Sorted Events Pty Ltd t/as Mojito Joe's

Case

[2013] FWC 3396

29 MAY 2013

No judgment structure available for this case.

[2013] FWC 3396

FAIR WORK COMMISSION

DECISION

Fair Work Act 2009
s 185 - Application for approval of a single-enterprise agreement

Sorted Events Pty Ltd t/as Mojito Joe's
(AG2013/6389)

DEPUTY PRESIDENT SAMS

SYDNEY, 29 MAY 2013

Application for approval of the Sorted Events PTY LTD (T/A Mojito Joe's) Enterprise Agreement 2013-2018 - seven days between notice of representational rights and commencement of voting to approve agreement - statutory time period not met - no discretion to waive notice period - application dismissed.

[1] This is an application filed by Sorted Events Pty Ltd t/as Mojito Joe’s (the ‘applicant’) pursuant to s 185 of the Fair Work Act 2009 (the ‘Act’) seeking the approval of the Fair Work Commission (the ‘Commission’) of a single enterprise agreement known as the Sorted Events PTY LTD (T/A Mojito Joe’s) Enterprise Agreement 2013-2018. In the Employer’s Declaration in support of the application (Form F17), Mr J Hartley, Director stated that the employees were last notified of their representational rights on 4 March 2013 and that voting for the Agreement’s approval commenced on 11 March 2013.

[2] For a valid application to be made pursuant to s 185 of the Act, it is a statutory prerequisite that an enterprise agreement be ‘made’ under s 185(1). That section is expressed as follows:

    185 Bargaining representative must apply for the FWC’s approval of an enterprise agreement

    Application for approval

    (1) If an enterprise agreement is made, a bargaining representative for the agreement must apply to the FWC for approval of the agreement.’

[3] s 182(1) sets out the circumstances in which a single-enterprise agreement is ‘made’:

    182 When an enterprise agreement is made

    Single-enterprise agreement that is not a greenfields agreement

    (1) If the employees of the employer, or each employer, that will be covered by a proposed single-enterprise agreement that is not a greenfields agreement have been asked to approve the agreement under subsection 181(1), the agreement is made when a majority of those employees who cast a valid vote approve the agreement.’

[4] s 181 provides that the employer may request that employees approve a proposed enterprise agreement subject to certain conditions. It is expressed as follows:

    181 Employers may request employees to approve a proposed enterprise agreement

    (1) An employer that will be covered by a proposed enterprise agreement may request the employees employed at the time who will be covered by the agreement to approve the agreement by voting for it.

    (2) The request must not be made until at least 21 days after the day on which the last notice under subsection 173(1) (which deals with giving notice of employee representational rights) in relation to the agreement is given.

    (3) Without limiting subsection (1), the employer may request that the employees vote by ballot or by an electronic method [emphasis added].’

[5] s 181(2) is expressed in mandatory terms.

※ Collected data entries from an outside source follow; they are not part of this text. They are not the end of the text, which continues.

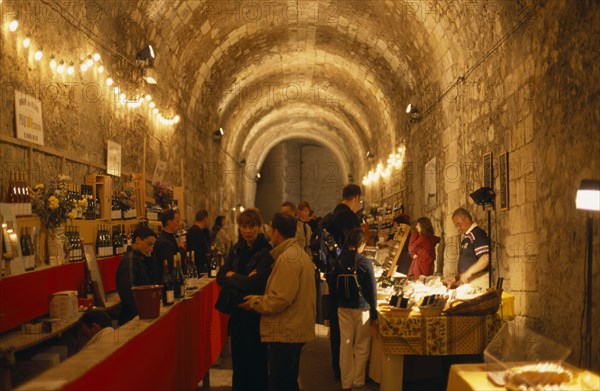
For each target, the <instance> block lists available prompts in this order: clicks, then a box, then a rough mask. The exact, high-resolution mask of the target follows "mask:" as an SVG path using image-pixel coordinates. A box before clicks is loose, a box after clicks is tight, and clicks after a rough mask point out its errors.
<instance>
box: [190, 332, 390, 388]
mask: <svg viewBox="0 0 600 391" xmlns="http://www.w3.org/2000/svg"><path fill="white" fill-rule="evenodd" d="M316 334H317V338H316V339H315V340H314V341H312V342H309V343H307V344H306V345H304V348H303V349H302V356H301V361H300V389H301V390H304V391H329V390H341V389H342V387H341V384H340V382H339V381H336V380H335V379H334V378H333V372H332V370H331V365H330V364H329V363H330V359H331V358H330V357H331V355H330V353H329V339H328V336H327V328H325V327H323V326H320V325H317V326H316ZM228 351H229V346H226V347H225V349H223V353H222V356H221V360H220V363H219V365H215V366H214V367H213V368H212V369H211V370H210V389H211V390H213V391H214V390H218V391H227V390H231V356H230V355H229V353H228ZM199 389H201V388H199ZM361 390H364V391H378V390H379V385H378V384H377V383H374V382H372V381H367V384H366V385H365V387H364V388H362V389H361Z"/></svg>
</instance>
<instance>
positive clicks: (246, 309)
mask: <svg viewBox="0 0 600 391" xmlns="http://www.w3.org/2000/svg"><path fill="white" fill-rule="evenodd" d="M253 300H256V296H253V295H250V296H245V297H244V301H243V302H241V303H240V304H238V307H240V308H242V309H245V310H246V311H249V310H251V309H252V301H253Z"/></svg>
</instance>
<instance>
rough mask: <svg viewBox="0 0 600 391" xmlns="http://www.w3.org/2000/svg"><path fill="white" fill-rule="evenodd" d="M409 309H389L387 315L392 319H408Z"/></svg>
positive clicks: (390, 307)
mask: <svg viewBox="0 0 600 391" xmlns="http://www.w3.org/2000/svg"><path fill="white" fill-rule="evenodd" d="M411 311H412V310H411V309H410V308H396V307H390V312H389V313H388V314H389V316H390V317H392V318H408V316H409V315H410V313H411Z"/></svg>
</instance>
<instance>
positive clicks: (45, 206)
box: [31, 175, 77, 228]
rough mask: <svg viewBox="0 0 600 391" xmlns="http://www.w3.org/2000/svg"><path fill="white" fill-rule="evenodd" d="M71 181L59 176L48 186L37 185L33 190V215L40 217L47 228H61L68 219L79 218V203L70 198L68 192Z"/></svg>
mask: <svg viewBox="0 0 600 391" xmlns="http://www.w3.org/2000/svg"><path fill="white" fill-rule="evenodd" d="M70 180H71V178H70V177H68V176H66V175H59V176H58V178H56V179H53V180H51V181H50V183H49V184H48V186H46V185H44V184H37V185H35V187H34V188H33V189H32V191H31V204H32V209H33V213H35V214H36V215H38V216H39V218H40V220H41V221H42V225H43V226H44V227H45V228H56V227H60V226H61V225H62V224H63V223H64V222H65V221H66V220H67V218H69V219H74V218H75V217H76V216H77V209H76V206H77V203H76V201H75V200H74V199H71V198H70V197H69V196H68V195H69V192H68V191H67V183H68V182H70Z"/></svg>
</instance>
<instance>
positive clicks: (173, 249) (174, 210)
mask: <svg viewBox="0 0 600 391" xmlns="http://www.w3.org/2000/svg"><path fill="white" fill-rule="evenodd" d="M160 222H161V223H162V228H163V229H162V232H161V233H160V235H158V238H157V239H156V244H155V245H154V257H155V259H156V262H155V264H154V271H155V273H156V276H157V279H156V281H154V282H155V283H156V284H162V280H163V262H164V261H165V259H166V260H167V264H168V265H169V273H172V272H173V258H174V257H175V254H177V253H179V254H180V255H181V259H184V257H185V251H184V250H183V247H181V246H180V244H179V242H178V241H177V239H176V238H175V233H176V232H177V230H178V229H179V225H180V224H181V216H180V214H179V212H178V211H175V210H173V209H169V210H166V211H164V212H162V213H161V214H160Z"/></svg>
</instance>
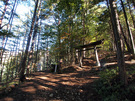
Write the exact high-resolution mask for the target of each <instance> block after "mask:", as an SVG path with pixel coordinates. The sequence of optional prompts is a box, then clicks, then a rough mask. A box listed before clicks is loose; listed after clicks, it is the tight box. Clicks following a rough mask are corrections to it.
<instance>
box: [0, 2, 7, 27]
mask: <svg viewBox="0 0 135 101" xmlns="http://www.w3.org/2000/svg"><path fill="white" fill-rule="evenodd" d="M8 1H9V0H6V3H5V7H4V10H3V13H2V15H1V17H0V29H2V26H1V25H2V20H3V18H4V15H5V13H6V10H7V5H8Z"/></svg>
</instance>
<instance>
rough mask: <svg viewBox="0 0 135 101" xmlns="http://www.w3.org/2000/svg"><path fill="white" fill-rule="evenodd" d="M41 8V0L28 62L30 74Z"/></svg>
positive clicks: (38, 8) (35, 25) (39, 5)
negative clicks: (28, 60) (35, 39)
mask: <svg viewBox="0 0 135 101" xmlns="http://www.w3.org/2000/svg"><path fill="white" fill-rule="evenodd" d="M40 10H41V2H40V5H39V8H38V11H37V18H36V20H35V21H36V24H35V27H34V29H35V30H34V33H33V37H32V44H31V51H30V54H29V62H28V67H27V73H28V74H27V75H29V68H30V64H31V61H32V58H33V53H34V52H33V49H34V41H35V37H36V35H37V31H38V21H39V15H40ZM34 69H35V68H34Z"/></svg>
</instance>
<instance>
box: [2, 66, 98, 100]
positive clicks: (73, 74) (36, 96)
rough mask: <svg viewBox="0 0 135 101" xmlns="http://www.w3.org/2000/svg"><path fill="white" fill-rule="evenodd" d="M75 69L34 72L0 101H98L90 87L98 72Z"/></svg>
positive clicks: (95, 94)
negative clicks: (72, 69) (76, 69)
mask: <svg viewBox="0 0 135 101" xmlns="http://www.w3.org/2000/svg"><path fill="white" fill-rule="evenodd" d="M76 68H78V70H77V71H75V72H72V73H63V74H54V73H49V72H47V71H45V72H36V73H34V74H32V77H31V78H27V80H26V81H25V82H24V83H23V84H21V85H19V86H17V87H15V88H14V90H13V91H11V92H10V93H9V94H8V95H6V97H4V96H3V98H2V99H0V101H98V100H99V99H98V98H99V97H97V94H96V93H95V92H94V90H93V85H92V83H93V81H95V80H96V79H98V78H99V76H98V71H96V70H91V69H90V68H86V69H81V68H79V67H76Z"/></svg>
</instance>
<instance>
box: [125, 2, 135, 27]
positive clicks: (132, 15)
mask: <svg viewBox="0 0 135 101" xmlns="http://www.w3.org/2000/svg"><path fill="white" fill-rule="evenodd" d="M127 3H128V7H129V12H130V15H131V18H132V21H133V27H134V29H135V18H134V15H133V13H132V10H131V6H130V4H129V1H128V0H127Z"/></svg>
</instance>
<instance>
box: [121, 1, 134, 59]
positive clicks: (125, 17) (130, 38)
mask: <svg viewBox="0 0 135 101" xmlns="http://www.w3.org/2000/svg"><path fill="white" fill-rule="evenodd" d="M120 1H121V5H122V9H123V13H124V17H125V22H126V26H127V30H128V35H129V38H130V45H131V49H132V51H131V52H132V54H133V55H134V58H135V49H134V48H135V45H134V39H133V35H132V32H131V29H130V27H129V22H128V18H127V14H126V11H125V7H124V4H123V1H122V0H120Z"/></svg>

Accordingly, the request made by the applicant for its employees to approve the Agreement by way of a vote prior to the expiration of the statutory time period of 21 days, is not permissible. It follows that the Agreement cannot be said to have been ‘made’ under s 182(1) and that the Commission has no jurisdiction to consider the application under s 185. There is no discretion available to the Commission to waive the requirements of s 181(2) of the Act and the application cannot proceed in its present form.

[6] Nevertheless, I listed the application for hearing on 23 May 2013, as I had other concerns about the Agreement, particularly in respect to the Better Off Overall Test. The applicant failed to attend and did not communicate with my chambers prior to the date of the hearing. On the same day, my Associate communicated with Ms K Taylor to advise that the flaw identified above was fatal to the application. Ms Taylor was listed as a contact for the applicant on the Application for Approval of Enterprise Agreement (Form F16). She explained that she had previously worked for the applicant at the time that the application had been lodged, but no longer worked for the applicant. My Associate, also on the same day, communicated with Mr N Weisbaum, the current General Manager of the applicant, to advise that the flaw identified above was fatal to the application. Neither Ms Taylor nor Mr Weisbaum disputed the accuracy of the information provided in the Form F17 and did not otherwise contest the application being dismissed.

[7] Accordingly, pursuant to s 587(1)(a) of the Act, I order that application AG2013/6389 be dismissed.